Realizing the person thermal management (PTM) toward human body and its local environment is emerging as a research hotspot. Sodium sulfate decahydrate (SSD) possessing reversible thermal energy absorption, storage, and release around the human body temperature provides a promising solution for PTM and thermal comfort. However, developing SSD-based functional materials with superior thermophysical properties and wearability to enable efficient PTM still remains a huge challenge. Herein, a strategy of ionic cross-linking, chemical cross-linking, and boron nitride (BN) doping is developed to manufacture the high-performance hybrid SSD gels.

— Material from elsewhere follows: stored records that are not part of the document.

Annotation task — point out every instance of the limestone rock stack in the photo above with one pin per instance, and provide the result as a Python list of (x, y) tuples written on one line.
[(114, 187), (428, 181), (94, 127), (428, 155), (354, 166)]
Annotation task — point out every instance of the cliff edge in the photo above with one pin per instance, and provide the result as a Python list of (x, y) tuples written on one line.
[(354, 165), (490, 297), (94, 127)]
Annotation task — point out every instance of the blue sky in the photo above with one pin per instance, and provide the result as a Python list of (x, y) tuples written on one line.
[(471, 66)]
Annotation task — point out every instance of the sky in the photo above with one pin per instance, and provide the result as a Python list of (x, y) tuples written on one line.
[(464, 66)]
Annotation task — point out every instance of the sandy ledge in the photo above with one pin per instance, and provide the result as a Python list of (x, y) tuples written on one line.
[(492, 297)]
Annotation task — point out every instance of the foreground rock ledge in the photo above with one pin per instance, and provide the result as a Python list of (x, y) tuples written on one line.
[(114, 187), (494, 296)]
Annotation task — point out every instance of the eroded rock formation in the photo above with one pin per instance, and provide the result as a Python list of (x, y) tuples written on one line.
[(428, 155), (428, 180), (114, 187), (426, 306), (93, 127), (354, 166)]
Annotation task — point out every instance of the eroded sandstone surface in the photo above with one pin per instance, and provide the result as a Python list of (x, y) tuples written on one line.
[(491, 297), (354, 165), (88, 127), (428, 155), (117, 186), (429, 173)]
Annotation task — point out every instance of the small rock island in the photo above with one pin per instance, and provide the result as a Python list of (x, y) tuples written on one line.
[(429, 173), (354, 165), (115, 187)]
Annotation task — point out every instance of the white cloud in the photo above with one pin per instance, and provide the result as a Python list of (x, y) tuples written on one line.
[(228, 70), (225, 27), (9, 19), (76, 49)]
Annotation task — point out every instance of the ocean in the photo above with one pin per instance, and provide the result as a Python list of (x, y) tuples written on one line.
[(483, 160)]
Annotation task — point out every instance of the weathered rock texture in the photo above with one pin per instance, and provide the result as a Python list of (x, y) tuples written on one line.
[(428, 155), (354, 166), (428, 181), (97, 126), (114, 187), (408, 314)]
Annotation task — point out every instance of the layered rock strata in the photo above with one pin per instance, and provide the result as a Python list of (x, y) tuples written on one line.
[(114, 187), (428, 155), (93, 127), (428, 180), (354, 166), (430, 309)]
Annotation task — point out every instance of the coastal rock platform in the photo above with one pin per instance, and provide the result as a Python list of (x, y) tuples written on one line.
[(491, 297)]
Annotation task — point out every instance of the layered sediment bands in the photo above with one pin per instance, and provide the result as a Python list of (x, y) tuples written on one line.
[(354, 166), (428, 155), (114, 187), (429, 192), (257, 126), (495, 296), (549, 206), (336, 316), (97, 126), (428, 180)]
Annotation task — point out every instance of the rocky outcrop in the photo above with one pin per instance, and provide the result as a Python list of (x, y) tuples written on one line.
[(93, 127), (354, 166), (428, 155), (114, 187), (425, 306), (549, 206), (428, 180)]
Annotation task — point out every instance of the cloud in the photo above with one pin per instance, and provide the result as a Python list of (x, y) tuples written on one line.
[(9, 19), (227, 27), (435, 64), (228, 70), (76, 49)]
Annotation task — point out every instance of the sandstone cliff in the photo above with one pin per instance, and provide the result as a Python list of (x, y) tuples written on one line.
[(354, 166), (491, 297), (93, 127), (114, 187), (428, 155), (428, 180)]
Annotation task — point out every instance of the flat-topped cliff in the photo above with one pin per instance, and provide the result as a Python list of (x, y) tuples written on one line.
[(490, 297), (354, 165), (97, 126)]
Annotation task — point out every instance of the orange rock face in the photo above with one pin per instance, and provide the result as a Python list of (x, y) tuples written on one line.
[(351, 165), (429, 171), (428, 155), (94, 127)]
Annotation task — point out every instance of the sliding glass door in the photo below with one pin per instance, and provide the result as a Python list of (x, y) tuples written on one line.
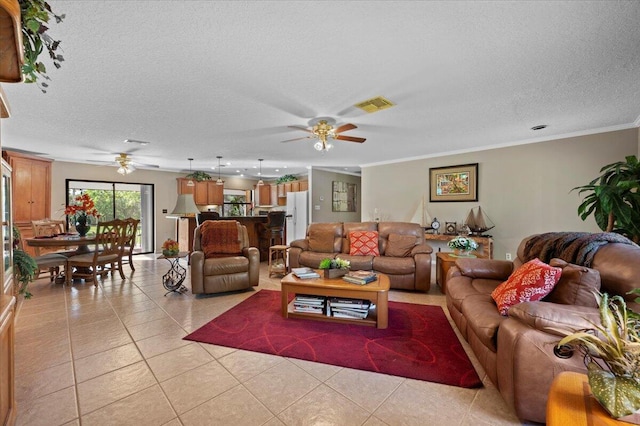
[(121, 201)]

The supercooling degree of the BN@SSD gels can be reduced to 0 °C. The thermal conductivity (1.2668 W m–1 K–1) of the BN@SSD gels can be increased by 63.14%. The BN@SSD gels present a large thermal energy storage capacity of 132.52 J g–1. The BN@SSD gels demonstrate excellent form stability to confine the liquid SSD and high cyclic stability of 200 cycles. Furthermore, The BN@SSD gels also possess superior wearability in terms of high flexibility, high self-repairing efficiency, and high cost effectiveness (5.53 × 10–3 ¥ g–1). Owing to the various merits of the synergistic enhancement effect, the BN@SSD gels are effectively utilized in wearable PTM to generate thermal comfort for the human body. The multifunctional thermal energy storage gels offer a promising route to the highly efficient application of PCMs in next-generation PTM.